Während abends im oberen Teil der Burg und im Burghof die Untoten, Werwölfe und Vampire ihr Unwesen treiben werden, wird die Festwiese mit der Hauptbühne monsterfrei sein. Hier sind wiederkehrende Tänze zu „Thriller“ und „Ghost“ zu erleben, auch Frankenstein soll auf die Bühne kommen. Dort findet nach 22 Uhr auch die Demaskierung der Monster statt, gegen 23 Uhr soll die Burg dann leer sein – und alle können wieder ruhig schlafen!
Synergien möglich
Im Hinblick auf das neue Halloween-Kapitel in Königstein fallen am Dienstag nur noch noch positive Worte. Man sei „voller Vorfreude und Spannung“, so Sprecher Benjamin Metz. Eberhardt hebt die „schöne Perspektive“, die die Königsteiner Burg bietet, die doppelt bis dreimal so groß wie Burg Frankenstein ist, hervor.
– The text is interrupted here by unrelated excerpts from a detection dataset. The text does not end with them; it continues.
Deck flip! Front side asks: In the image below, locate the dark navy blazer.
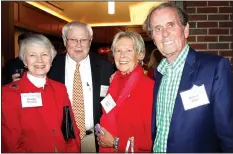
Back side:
[152,48,233,152]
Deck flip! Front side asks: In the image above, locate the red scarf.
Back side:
[99,66,144,152]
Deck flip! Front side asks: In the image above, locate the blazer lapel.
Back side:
[151,70,163,142]
[89,53,100,121]
[170,48,199,127]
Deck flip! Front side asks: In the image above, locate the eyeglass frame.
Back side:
[66,37,91,45]
[153,20,182,35]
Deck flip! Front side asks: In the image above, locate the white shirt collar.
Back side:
[67,53,89,68]
[27,73,46,88]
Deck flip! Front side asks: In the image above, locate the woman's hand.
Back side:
[96,127,114,148]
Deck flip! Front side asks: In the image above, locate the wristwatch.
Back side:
[113,137,120,151]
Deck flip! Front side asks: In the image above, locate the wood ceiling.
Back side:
[28,1,163,26]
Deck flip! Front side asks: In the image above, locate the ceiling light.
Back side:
[108,1,115,14]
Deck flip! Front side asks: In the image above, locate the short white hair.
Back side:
[19,34,57,63]
[62,21,93,46]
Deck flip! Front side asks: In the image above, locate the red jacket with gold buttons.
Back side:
[1,73,80,152]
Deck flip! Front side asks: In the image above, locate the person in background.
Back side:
[147,49,157,80]
[48,21,114,152]
[1,34,80,153]
[97,32,154,152]
[2,33,30,85]
[144,3,233,153]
Und er betont auch die möglichen Synergien mit den Veranstaltern des Ritterturniers, des Burgfestes und „Rock auf der Burg“. „Warum wollen wird die Bauzäune nicht mal zusammen anschaffen, statt sie immer zu mieten?“ Man will als Königsteiner Veranstalter einfach „greifbar“ sein, vielleicht auch mit der umfunktionierten Hexenhütte als Lebkuchenhaus auf dem Weihnachtsmarkt dabei sein. Die Skepsis aus Königstein wird dem Veranstalter aus der überregionalen Perspektive ohnehin nicht gespiegelt. RTL will groß berichten, Hit Radio FFH beteiligt sich an der Lasershow zur Eröffnung und ZDF neo plant verschiedene Einstellungen seiner Vampir-Serie „Love sucks“ währen des Halloween-Events auf der Burg zu drehen. Auch wenn drei Viertel der Besucher aus der Region kommen, werden auch wieder Halloween-Fans aus Australien, Kanada, Japan und den USA anreisen. Das United States Office in Kaiserlautern hat schon Kontingente für seine Army-Angehörigen angefragt, immerhin waren es diese, die das älteste und größte Halloween-Event auf deutschen Boden 1977 gründeten. Die Vorfreude steigt überall – vielleicht auch noch am Ort des Geschehens.